Surface parking lot on a Tuesday afternoon, New Bohemia neighborhood
Towns like mine (pop. 132,228) are in neither of those categories: We have some demand, but are nervous about sustaining it, and are without physical--or, for the moment, economic--barriers to spreading. Land is cheap, and it's easier to overdo the parking and out of anxiety there might one day be too little.

This map of downtown Peoria, IL shows the enormous amount of land devoted to parking. (Source:  Urban3 )
Parking areas in downtown Peoria, Illinois (Source: Urban 3)
Too many people in and out of city government place too much concern about parking, preferably free-of-charge and easy to find. How many people express this concern is hard to say without doing opinion research, which I have not done--not even a measly focus group. But it's a lot: The subject of parking inevitably comes up in conversations about development, even about areas where there are already huge swaths of surface lots.

Strip mall parking lot, Black Friday 2015
Note that the problem is really not city-imposed parking minima, where the city demands private developers provide more parking than the developers would otherwise provide, but a more generalized anxiety. We are not LA or New York, and we know it. I have had someone tell me with a straight face that parking in downtown Cedar Rapids is a "disaster;" resident concerns about parking, along with traffic and noise, frighten the City Council away from infill development (see Kaplan 2017); and parking lots have caused the destruction of historic structures in potentially-productive parts of town (see SaveCRHeritage 2013a, 2013b). Parking lots predominate in our core areas, and of course are ubiquitous along our commercial stroads like Collins Road, Edgewood Road, Mt. Vernon Road, and 16th Avenue. And yet there's never enough.

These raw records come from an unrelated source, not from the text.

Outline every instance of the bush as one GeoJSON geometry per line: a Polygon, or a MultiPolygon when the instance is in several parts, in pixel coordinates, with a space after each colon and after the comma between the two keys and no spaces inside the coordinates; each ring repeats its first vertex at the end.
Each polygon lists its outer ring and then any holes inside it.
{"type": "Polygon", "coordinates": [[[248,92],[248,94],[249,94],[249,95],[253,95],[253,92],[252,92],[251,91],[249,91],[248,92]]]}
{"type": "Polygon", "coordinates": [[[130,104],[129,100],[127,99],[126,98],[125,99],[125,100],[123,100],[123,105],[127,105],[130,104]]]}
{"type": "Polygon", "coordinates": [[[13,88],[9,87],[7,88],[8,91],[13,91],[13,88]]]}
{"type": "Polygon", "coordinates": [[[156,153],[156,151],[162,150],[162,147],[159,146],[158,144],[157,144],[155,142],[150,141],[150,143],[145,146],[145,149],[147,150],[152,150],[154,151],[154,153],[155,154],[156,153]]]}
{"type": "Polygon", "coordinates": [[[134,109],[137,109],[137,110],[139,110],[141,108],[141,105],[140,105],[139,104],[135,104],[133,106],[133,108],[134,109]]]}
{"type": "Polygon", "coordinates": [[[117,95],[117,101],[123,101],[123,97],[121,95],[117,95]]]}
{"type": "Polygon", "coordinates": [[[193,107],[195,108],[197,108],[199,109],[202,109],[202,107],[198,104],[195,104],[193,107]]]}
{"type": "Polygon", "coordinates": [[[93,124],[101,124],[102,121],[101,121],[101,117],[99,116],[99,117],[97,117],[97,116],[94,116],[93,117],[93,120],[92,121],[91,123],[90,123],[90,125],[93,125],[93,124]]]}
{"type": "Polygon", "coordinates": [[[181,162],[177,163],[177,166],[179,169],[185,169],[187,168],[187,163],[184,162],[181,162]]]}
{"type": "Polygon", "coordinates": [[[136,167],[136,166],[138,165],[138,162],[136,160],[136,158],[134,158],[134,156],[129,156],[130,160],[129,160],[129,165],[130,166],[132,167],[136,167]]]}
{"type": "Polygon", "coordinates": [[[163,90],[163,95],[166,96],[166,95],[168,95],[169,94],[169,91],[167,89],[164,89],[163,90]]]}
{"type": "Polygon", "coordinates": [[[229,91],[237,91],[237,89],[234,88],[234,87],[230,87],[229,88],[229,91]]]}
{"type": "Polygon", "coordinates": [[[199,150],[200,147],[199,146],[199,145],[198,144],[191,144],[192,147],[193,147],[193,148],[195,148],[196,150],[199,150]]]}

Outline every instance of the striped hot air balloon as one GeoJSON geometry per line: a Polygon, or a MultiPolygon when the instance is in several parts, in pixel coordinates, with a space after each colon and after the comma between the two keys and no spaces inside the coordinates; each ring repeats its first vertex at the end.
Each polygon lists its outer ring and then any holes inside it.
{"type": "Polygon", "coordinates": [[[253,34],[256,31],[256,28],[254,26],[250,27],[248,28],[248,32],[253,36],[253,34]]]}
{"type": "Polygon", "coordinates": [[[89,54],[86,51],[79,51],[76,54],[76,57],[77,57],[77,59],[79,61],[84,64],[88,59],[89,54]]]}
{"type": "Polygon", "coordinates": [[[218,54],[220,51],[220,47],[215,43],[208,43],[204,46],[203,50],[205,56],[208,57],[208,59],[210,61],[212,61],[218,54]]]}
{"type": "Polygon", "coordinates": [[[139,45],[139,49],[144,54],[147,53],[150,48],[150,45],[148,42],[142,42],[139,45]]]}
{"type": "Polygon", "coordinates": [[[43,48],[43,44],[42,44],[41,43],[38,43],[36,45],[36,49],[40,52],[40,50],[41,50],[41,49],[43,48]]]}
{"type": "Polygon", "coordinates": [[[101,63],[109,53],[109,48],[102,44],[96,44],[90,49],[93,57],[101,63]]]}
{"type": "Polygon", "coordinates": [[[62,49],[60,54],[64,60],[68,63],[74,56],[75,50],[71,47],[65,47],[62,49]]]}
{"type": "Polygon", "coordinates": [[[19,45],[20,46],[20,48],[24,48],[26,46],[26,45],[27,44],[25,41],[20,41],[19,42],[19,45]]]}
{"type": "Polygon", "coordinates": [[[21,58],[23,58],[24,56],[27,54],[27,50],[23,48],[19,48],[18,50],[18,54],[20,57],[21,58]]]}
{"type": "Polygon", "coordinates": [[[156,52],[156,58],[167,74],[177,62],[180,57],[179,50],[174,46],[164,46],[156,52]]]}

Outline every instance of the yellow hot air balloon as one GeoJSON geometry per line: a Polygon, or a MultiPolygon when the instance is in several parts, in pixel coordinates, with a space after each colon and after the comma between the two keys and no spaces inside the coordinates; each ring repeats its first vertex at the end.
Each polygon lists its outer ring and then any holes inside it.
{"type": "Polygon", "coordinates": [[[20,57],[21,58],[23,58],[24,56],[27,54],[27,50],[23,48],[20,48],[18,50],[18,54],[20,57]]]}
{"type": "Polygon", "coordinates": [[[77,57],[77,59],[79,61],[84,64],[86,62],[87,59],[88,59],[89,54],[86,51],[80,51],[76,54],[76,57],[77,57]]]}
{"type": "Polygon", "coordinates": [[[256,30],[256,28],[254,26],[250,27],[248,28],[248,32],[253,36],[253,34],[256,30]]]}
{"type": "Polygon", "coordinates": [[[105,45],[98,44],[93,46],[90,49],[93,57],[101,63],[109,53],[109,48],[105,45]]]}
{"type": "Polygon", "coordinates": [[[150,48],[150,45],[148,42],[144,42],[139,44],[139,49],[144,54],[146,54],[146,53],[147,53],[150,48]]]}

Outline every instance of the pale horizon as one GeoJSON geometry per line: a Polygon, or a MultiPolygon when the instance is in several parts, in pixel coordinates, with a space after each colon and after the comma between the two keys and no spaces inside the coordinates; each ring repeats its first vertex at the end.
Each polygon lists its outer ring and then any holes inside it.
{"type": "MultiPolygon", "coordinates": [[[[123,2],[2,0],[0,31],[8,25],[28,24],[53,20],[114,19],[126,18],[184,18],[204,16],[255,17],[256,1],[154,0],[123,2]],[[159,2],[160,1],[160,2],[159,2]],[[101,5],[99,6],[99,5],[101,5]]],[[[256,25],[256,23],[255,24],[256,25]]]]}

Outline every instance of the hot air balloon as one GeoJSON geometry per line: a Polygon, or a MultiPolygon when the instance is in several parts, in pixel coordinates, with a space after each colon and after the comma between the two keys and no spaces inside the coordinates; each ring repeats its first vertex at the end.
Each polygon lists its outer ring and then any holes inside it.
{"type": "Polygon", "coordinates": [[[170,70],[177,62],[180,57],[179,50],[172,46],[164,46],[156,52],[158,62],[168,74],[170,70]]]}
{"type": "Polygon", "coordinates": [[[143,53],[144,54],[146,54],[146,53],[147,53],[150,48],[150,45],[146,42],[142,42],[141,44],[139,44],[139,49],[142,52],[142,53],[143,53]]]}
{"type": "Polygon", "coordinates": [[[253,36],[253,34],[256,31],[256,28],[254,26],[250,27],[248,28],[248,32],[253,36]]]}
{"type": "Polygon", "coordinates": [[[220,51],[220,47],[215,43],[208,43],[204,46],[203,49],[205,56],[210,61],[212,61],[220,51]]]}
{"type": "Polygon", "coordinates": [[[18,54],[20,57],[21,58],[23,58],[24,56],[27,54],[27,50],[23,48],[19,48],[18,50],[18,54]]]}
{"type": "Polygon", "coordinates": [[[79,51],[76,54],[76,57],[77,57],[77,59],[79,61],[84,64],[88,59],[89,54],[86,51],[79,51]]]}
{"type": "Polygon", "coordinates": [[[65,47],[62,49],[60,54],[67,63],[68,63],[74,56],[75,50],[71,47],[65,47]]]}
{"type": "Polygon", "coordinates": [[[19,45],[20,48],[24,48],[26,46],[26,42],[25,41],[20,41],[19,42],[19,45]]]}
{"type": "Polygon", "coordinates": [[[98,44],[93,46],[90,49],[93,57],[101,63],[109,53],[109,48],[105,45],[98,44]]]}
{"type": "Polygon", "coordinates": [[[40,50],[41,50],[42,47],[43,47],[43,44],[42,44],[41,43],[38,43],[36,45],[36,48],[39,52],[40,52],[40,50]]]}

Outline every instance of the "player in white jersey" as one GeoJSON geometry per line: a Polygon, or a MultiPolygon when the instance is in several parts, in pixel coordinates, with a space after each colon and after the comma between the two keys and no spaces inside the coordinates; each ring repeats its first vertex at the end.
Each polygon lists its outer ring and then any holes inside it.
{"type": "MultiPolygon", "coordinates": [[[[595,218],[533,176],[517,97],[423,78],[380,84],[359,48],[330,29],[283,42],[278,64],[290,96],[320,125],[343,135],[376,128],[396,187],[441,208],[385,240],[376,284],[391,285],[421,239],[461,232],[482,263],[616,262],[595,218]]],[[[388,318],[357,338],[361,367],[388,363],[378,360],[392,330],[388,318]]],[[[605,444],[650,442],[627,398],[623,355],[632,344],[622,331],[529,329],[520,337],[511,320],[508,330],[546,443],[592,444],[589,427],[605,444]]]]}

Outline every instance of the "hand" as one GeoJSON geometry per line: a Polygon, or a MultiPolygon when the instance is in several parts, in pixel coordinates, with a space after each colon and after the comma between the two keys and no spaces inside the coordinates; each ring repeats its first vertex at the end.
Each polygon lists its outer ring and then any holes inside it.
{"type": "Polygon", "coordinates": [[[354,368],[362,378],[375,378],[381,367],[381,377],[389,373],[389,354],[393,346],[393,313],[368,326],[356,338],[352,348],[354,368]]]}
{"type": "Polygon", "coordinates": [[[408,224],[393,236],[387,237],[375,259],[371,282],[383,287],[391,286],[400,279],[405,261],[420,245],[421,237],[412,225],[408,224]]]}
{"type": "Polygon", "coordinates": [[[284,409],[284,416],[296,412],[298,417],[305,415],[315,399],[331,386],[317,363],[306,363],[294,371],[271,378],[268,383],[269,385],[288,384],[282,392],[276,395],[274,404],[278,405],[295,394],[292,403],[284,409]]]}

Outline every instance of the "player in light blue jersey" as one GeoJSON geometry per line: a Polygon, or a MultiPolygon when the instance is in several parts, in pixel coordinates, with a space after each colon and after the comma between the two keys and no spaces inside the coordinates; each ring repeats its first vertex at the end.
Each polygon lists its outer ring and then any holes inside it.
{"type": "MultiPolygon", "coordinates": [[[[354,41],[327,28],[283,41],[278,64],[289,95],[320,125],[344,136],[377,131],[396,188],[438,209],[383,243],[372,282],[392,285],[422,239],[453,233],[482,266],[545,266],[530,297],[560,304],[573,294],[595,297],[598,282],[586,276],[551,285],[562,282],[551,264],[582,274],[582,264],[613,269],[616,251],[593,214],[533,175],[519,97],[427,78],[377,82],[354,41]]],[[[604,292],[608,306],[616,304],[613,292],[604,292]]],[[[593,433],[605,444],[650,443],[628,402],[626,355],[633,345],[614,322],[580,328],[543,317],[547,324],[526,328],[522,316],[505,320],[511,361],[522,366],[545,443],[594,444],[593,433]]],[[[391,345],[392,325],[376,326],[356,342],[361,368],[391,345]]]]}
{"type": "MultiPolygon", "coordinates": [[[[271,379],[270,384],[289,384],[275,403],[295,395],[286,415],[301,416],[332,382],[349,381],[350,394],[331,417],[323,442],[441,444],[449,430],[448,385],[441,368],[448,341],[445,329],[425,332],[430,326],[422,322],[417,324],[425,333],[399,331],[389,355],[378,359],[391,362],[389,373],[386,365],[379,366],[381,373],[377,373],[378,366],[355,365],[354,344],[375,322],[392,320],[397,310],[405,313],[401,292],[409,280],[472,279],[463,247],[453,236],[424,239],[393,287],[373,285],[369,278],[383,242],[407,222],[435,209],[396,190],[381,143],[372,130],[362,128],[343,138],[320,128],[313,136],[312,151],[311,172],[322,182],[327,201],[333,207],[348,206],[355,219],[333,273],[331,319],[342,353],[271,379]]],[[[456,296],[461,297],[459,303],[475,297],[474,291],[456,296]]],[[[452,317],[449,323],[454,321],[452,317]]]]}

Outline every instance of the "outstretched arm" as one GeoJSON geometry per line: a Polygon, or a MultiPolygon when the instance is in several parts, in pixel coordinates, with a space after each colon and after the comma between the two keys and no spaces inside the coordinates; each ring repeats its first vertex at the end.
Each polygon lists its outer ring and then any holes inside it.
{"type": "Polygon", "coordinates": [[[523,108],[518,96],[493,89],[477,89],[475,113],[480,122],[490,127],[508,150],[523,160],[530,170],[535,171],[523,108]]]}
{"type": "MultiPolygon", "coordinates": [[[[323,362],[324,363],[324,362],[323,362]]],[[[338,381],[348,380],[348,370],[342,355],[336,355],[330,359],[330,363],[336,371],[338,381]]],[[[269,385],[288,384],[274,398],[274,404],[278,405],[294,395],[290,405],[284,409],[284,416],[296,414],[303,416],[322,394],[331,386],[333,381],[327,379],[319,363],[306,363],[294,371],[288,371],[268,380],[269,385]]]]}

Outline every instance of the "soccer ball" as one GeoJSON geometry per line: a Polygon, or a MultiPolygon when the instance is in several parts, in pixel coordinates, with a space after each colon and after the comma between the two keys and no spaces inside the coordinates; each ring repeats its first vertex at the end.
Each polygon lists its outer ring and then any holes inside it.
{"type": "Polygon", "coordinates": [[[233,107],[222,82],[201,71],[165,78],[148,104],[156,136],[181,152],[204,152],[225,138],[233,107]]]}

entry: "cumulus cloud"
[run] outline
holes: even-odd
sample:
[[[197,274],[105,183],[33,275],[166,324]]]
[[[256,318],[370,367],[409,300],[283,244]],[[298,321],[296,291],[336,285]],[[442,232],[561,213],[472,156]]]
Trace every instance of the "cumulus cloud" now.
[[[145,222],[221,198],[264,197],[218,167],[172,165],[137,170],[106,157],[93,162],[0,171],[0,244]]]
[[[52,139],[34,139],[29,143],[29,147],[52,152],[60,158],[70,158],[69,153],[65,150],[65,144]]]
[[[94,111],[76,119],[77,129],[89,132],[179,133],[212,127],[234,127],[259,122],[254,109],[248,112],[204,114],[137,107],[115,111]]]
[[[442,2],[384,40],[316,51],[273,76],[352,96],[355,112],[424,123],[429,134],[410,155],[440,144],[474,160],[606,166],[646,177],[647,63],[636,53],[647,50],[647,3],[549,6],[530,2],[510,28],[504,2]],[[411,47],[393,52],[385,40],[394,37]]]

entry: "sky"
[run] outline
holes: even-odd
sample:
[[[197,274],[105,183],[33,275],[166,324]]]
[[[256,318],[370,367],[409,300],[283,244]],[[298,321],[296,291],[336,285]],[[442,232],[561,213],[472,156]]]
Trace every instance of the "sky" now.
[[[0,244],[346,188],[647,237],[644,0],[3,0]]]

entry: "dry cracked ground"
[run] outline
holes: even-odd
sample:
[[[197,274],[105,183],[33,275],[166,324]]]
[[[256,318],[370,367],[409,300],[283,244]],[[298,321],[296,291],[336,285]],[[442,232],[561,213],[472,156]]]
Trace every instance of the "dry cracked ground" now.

I would characterize the pro-parking argument this way: The city needs to provide the largest amount of parking space it can, free of charge, because: (1) shoppers, employees and those who attend events have come to appreciate the convenience of door-to-door driving; (2) Cedar Rapids consumer businesses are mostly competing on price and convenience (with the strip malls and big-box stores, with the Internet) rather than on vibe or experience; and (3) there's no particular reason not to.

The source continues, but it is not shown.